SANTA MARIA, Calif. (AP) _ A civil jury Tuesday rejected a wrongful termination lawsuit brought against Michael Jackson by five former Neverland Ranch employees and awarded the pop star $60,000 in a countersuit.

A Superior Court jury found that Jackson and five staff members weren’t liable in a lawsuit that claimed workers were forced out for reasons including their cooperation in a child molestation probe.

One defendant, Andrew Merritt, also was found not liable of sexually harassing plaintiff Melanie Bagnall.
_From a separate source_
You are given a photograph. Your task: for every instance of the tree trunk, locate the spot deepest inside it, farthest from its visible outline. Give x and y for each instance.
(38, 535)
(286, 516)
Jackson’s successful countersuit claimed two of the former workers stole sketches, personal notes, hats, toys and candy from the ranch, selling some items to tabloid newspapers.

The lawsuits went to trial in September. The jury got the case on Thursday.

Jackson’s lawyer, Zia Modabber, said the evidence proved the plaintiffs were nothing more than ``people trying to capitalize on Michael’s fame.″

The plaintiffs claimed they were harassed and threatened by security guards and fired or forced to quit in 1994. Three claimed that they lost their jobs at the ranch for cooperating with a 1993 grand jury investigation into child molestation allegations against Jackson. Two said it was because they told authorities about illegal listening devices allegedly installed around the ranch.

Jackson was never charged with molestation. He reportedly paid more than $15 million to settle a lawsuit filed by the family of his 13-year-old accuser.

Jackson’s countersuit claimed that two of the ex-employees, Ralph Chacon and Adrian McManus, stole items from the ranch and later sold some of them.

The jury ordered Chacon to pay $25,000 in damages and McManus to pay $35,000. Punitive damages of $1 also were awarded because jurors found that the two acted with malice.